Liz stood up from her chair and walked over to the Christmas cards and removed Tony’s from the wall and handed it to Grandma. Linking arms together, Liz walked her Grandma to the fireplace. “You can like who you like, you don’t have to do anything you don’t want. You always have a choice. You’re old enough, and maybe, oh I don’t know, cousin Tony’s card got lost in the mail.”
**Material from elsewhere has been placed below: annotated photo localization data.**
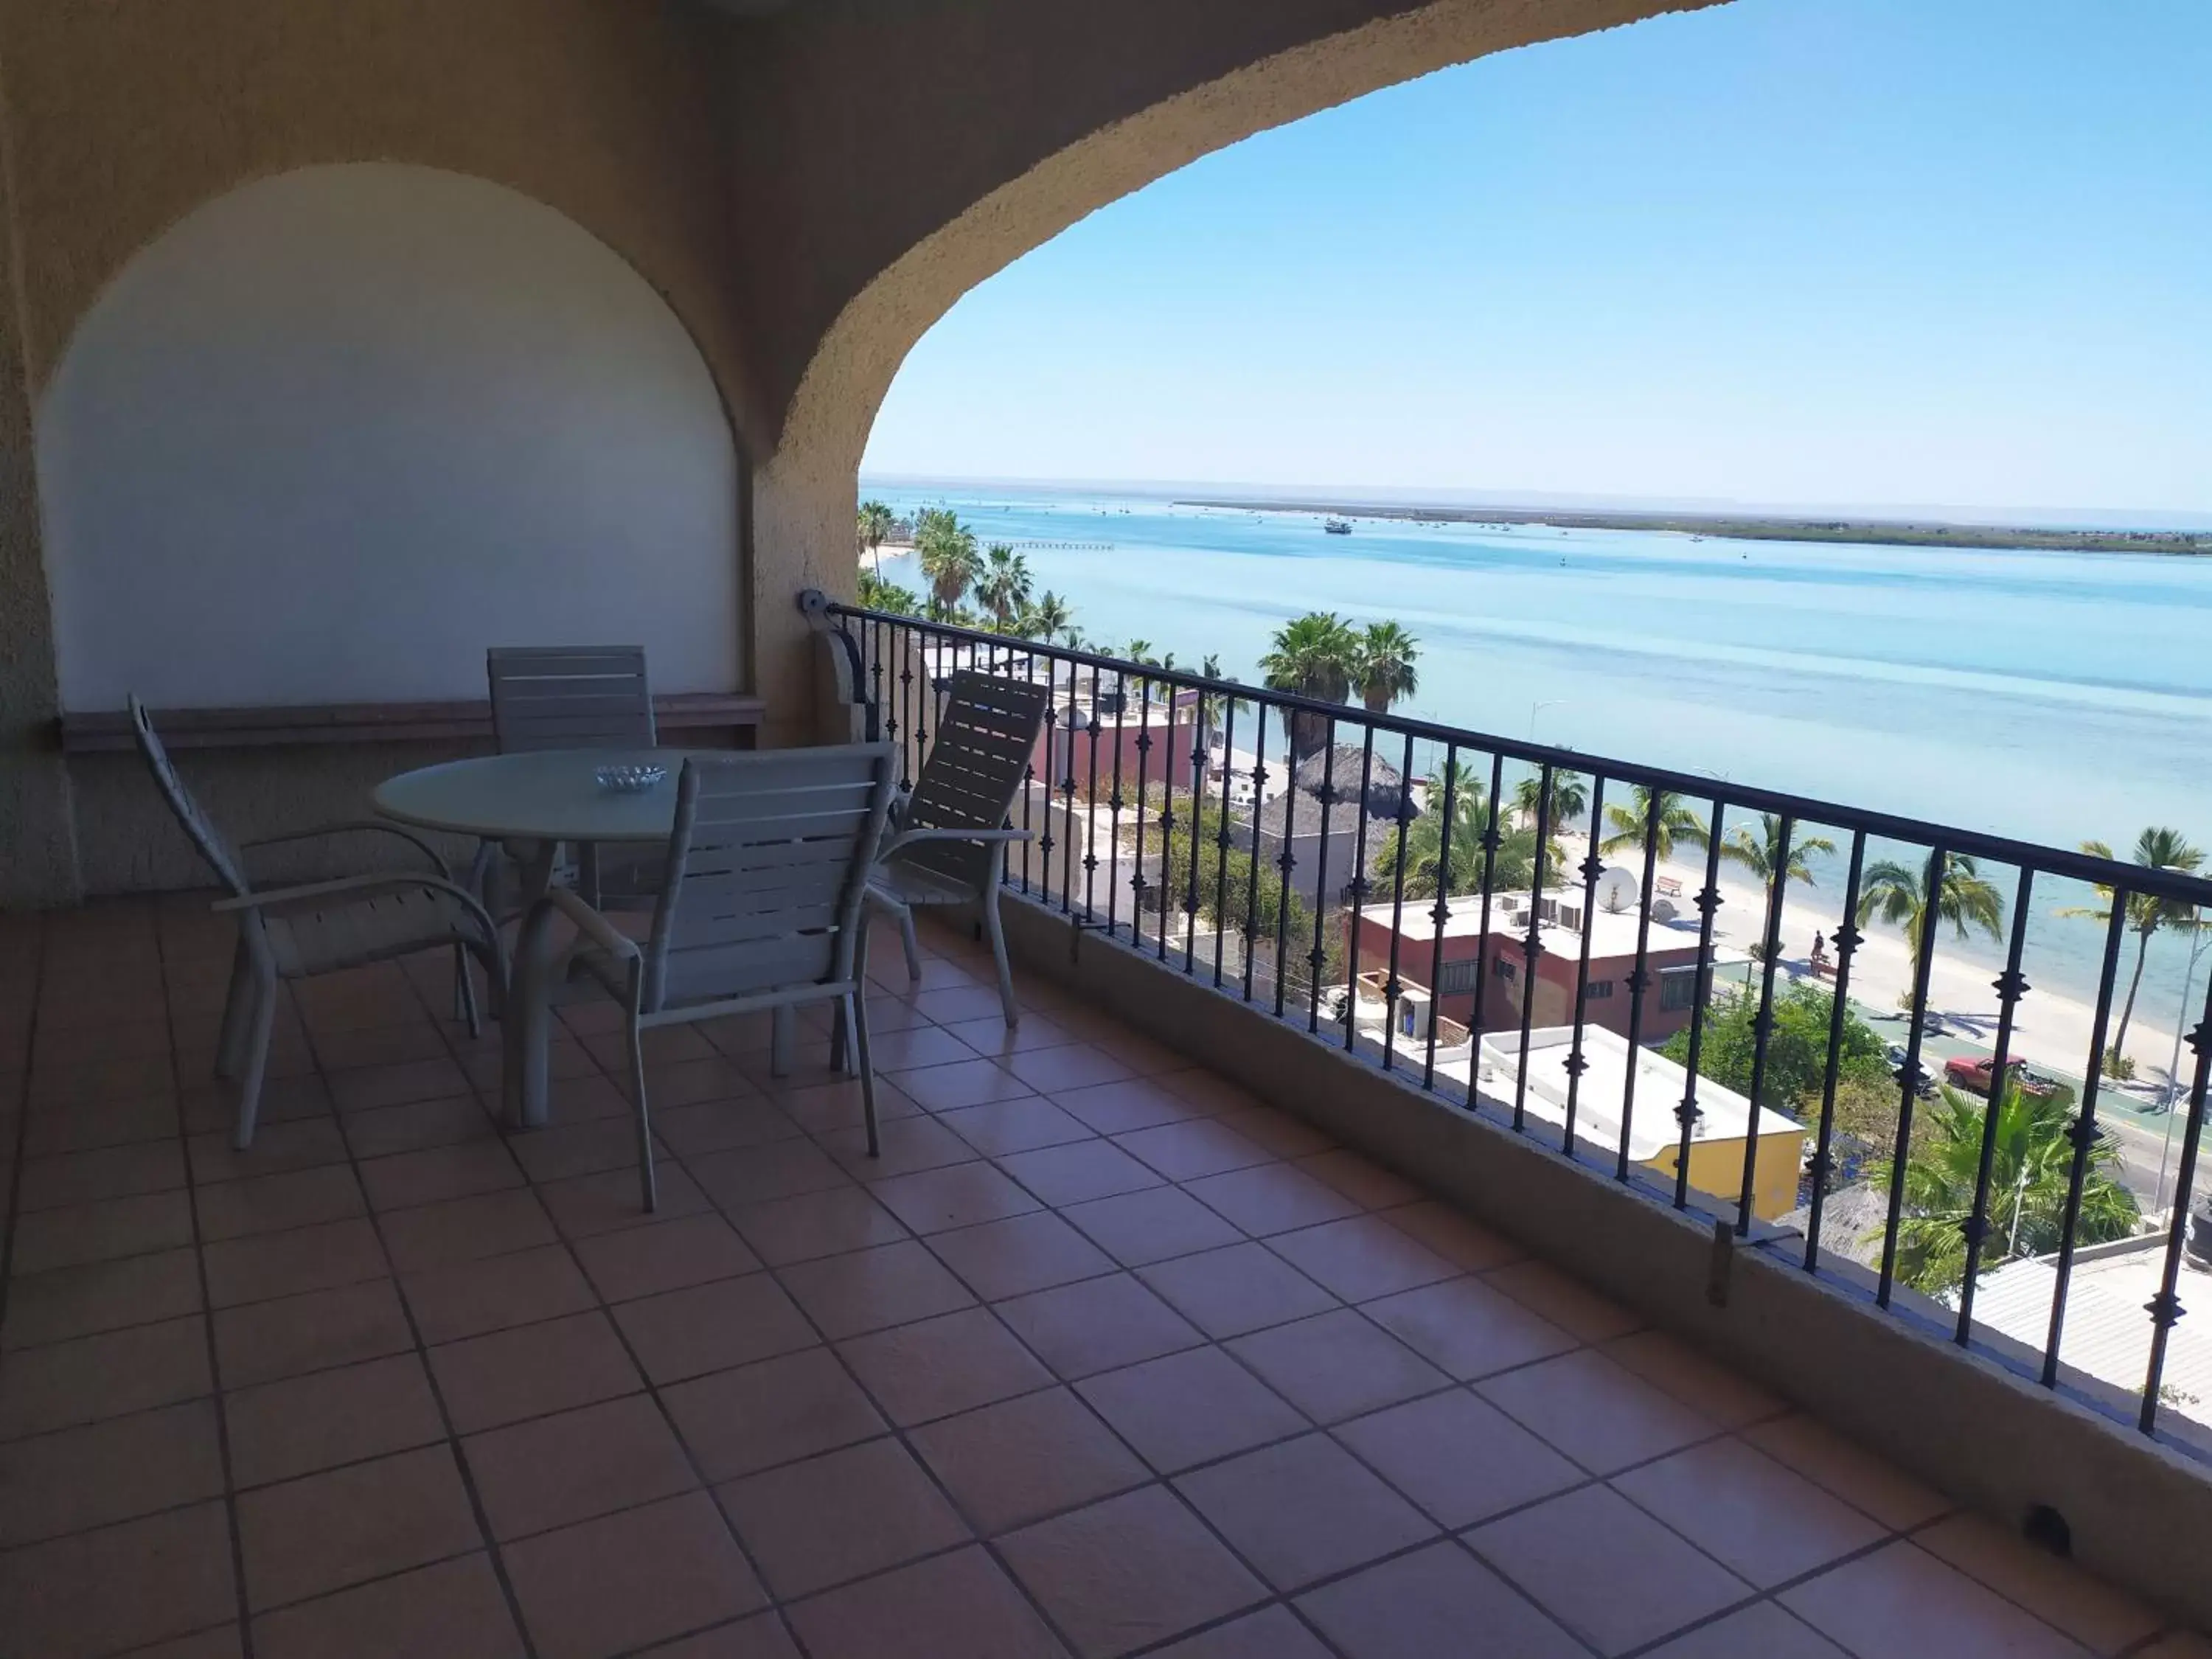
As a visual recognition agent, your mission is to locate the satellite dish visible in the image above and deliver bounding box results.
[1594,865,1641,914]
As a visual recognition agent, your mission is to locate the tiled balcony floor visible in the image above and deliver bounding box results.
[1,896,2205,1659]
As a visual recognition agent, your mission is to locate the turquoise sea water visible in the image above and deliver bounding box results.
[868,484,2212,1023]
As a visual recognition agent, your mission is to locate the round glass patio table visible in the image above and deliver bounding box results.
[373,748,703,848]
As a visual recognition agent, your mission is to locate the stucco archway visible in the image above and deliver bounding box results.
[737,0,1722,720]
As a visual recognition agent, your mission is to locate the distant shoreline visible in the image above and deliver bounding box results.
[1172,498,2212,557]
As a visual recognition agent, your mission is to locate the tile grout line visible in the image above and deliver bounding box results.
[0,913,44,1353]
[156,910,261,1659]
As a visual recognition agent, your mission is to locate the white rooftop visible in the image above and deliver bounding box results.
[1972,1239,2212,1434]
[1474,1025,1804,1162]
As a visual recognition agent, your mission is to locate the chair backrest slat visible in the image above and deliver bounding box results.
[642,745,897,1012]
[901,671,1052,889]
[128,696,252,897]
[487,645,655,753]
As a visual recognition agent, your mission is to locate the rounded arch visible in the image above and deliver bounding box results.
[769,0,1709,480]
[38,161,742,708]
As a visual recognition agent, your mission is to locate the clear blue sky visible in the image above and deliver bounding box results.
[863,0,2211,521]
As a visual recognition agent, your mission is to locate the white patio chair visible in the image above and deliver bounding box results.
[868,670,1050,1027]
[130,697,506,1150]
[471,644,659,915]
[509,744,899,1211]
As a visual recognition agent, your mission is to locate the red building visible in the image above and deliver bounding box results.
[1342,890,1743,1043]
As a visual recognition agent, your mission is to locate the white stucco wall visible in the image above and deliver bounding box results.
[38,162,740,709]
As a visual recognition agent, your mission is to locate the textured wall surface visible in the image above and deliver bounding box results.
[41,164,740,710]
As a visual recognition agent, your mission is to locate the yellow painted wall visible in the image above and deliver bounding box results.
[1645,1127,1806,1222]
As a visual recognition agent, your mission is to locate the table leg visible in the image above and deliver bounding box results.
[518,840,561,910]
[505,897,563,1130]
[771,1005,796,1078]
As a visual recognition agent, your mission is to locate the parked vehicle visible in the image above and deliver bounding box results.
[1888,1044,1939,1099]
[1943,1054,2064,1099]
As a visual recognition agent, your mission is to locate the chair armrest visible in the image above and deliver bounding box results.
[240,819,451,877]
[877,826,1032,860]
[534,887,643,967]
[212,872,489,922]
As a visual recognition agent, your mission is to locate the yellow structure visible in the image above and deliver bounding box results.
[1477,1027,1807,1222]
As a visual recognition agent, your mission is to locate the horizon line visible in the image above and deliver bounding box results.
[855,472,2212,535]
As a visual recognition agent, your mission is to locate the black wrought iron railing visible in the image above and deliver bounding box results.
[810,595,2212,1450]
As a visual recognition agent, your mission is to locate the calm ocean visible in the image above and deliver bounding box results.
[867,484,2212,1020]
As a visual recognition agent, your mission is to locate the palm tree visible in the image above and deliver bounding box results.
[1511,771,1590,830]
[1353,621,1419,715]
[1195,653,1248,754]
[972,544,1032,629]
[1719,812,1837,893]
[856,500,896,573]
[915,512,980,619]
[1597,785,1711,862]
[1874,1081,2137,1299]
[1857,851,2005,957]
[1259,613,1359,765]
[2058,827,2207,1072]
[1373,760,1537,899]
[1021,590,1073,642]
[856,569,919,616]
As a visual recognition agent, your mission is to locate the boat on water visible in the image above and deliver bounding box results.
[1323,518,1353,535]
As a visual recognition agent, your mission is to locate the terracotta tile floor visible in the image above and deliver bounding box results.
[0,896,2202,1658]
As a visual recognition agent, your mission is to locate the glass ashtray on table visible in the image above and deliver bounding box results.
[594,762,667,793]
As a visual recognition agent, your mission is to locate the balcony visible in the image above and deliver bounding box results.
[2,5,2208,1652]
[4,890,2199,1658]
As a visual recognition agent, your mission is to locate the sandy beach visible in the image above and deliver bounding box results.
[1605,835,2198,1100]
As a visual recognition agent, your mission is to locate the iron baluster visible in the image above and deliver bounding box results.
[1617,783,1664,1182]
[1467,751,1507,1109]
[1241,703,1271,1004]
[1129,677,1152,950]
[1271,713,1303,1019]
[1380,731,1416,1072]
[1878,845,1952,1307]
[1082,664,1104,923]
[1424,745,1461,1091]
[1343,727,1378,1054]
[912,625,931,790]
[1186,687,1211,976]
[1026,641,1044,898]
[1211,695,1237,987]
[1804,833,1868,1269]
[1057,658,1079,914]
[2040,900,2131,1380]
[1307,728,1338,1034]
[1563,776,1606,1153]
[2139,983,2212,1433]
[1736,813,1795,1234]
[1513,765,1556,1133]
[1674,806,1728,1209]
[1953,867,2036,1339]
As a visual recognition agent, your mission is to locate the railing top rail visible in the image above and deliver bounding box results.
[819,597,2212,909]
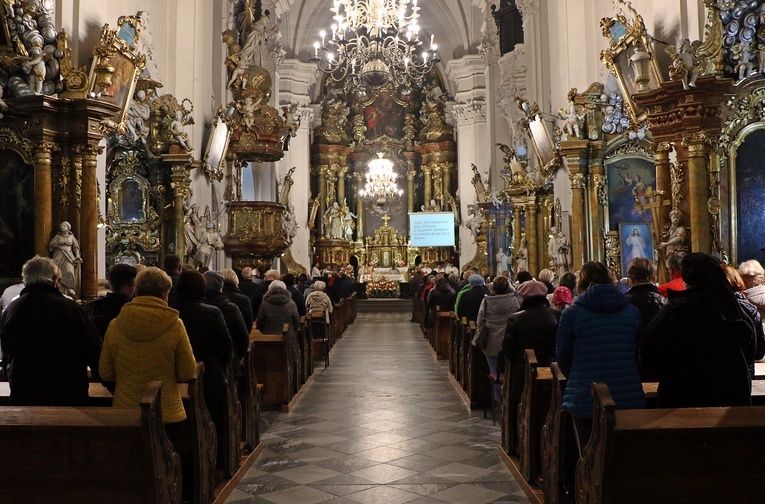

Grandma’s eyes lit up with life as she looked at the dancing flames and squeezed the card in her hand. She let out a small giggle. “Oh what the hell. Lost in the mail sounds about right to me too.” With a little toss, the card fell into the fire and was quickly consumed, twisting and turning until it was out of sight.
Before Liz registered Grandma had let go of her arm, she was back at the arch pulling off more cards.
“Grandma! What are you doing?”
“Aunt Linda is a, how did you put it, a dick too. And so is this fellow from church…”
“Winters are tough in Michigan. A lot of cards are going to get lost this year.” She turned and looked at Liz with a smile.